Friday, March 5, 2010

"As Perdas ficam Perdidas"


(excerto "278" do livro do desassossego do Fernando Pessoa):

"A maioria dos homens vive com espontaneidade uma vida fictícia e alheia. "A maioria da gente é outra gente", disse Oscar Wilde, e disse bem.

Uns gastam a vida na busca de qualquer coisa que não querem; outros empregam-se na busca do que querem e lhes não serve; outros ainda se perdem nas buscas de vida... Mas a maioria é feliz e goza a vida sem isso valer.

Em geral, o homem chora pouco, e, quando se queixa, é a sua literatura. O pessimismo tem pouca viabilidade como forma democrática. Os que choram o mal do mundo são isolados - não choram senão o próprio.
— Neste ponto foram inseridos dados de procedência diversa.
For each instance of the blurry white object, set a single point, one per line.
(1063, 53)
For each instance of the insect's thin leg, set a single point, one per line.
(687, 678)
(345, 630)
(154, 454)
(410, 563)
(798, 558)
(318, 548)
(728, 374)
Um Leopardi, um Antero, não têm amado ou amante? O Universo é um mal.
Um Vigny é um mal ou pouco amado? O Mundo é um cárcere.
Um Chateaubriand sonha mais que o possível? A vida humana é um tédio.
Um Job é coberto de bolhas? A terra está coberta de bolhas.
Pisam os calos do triste? Ai dos pés dos sóis e das estrelas.

Alheia a tudo isto, e chorando só o preciso e no menos tempo que pode - quando lhe morre um filho que esquecerá pelos anos fora, salvo nos aniversários; quando perde dinheiro e chora enquanto não arranja outro, ou se não se adapta ao estado da perda - a humanidade continua DIGERINDO E AMANDO!

A vitalidade recupera e anima. Os mortos ficam enterrados. As perdas ficam perdidas."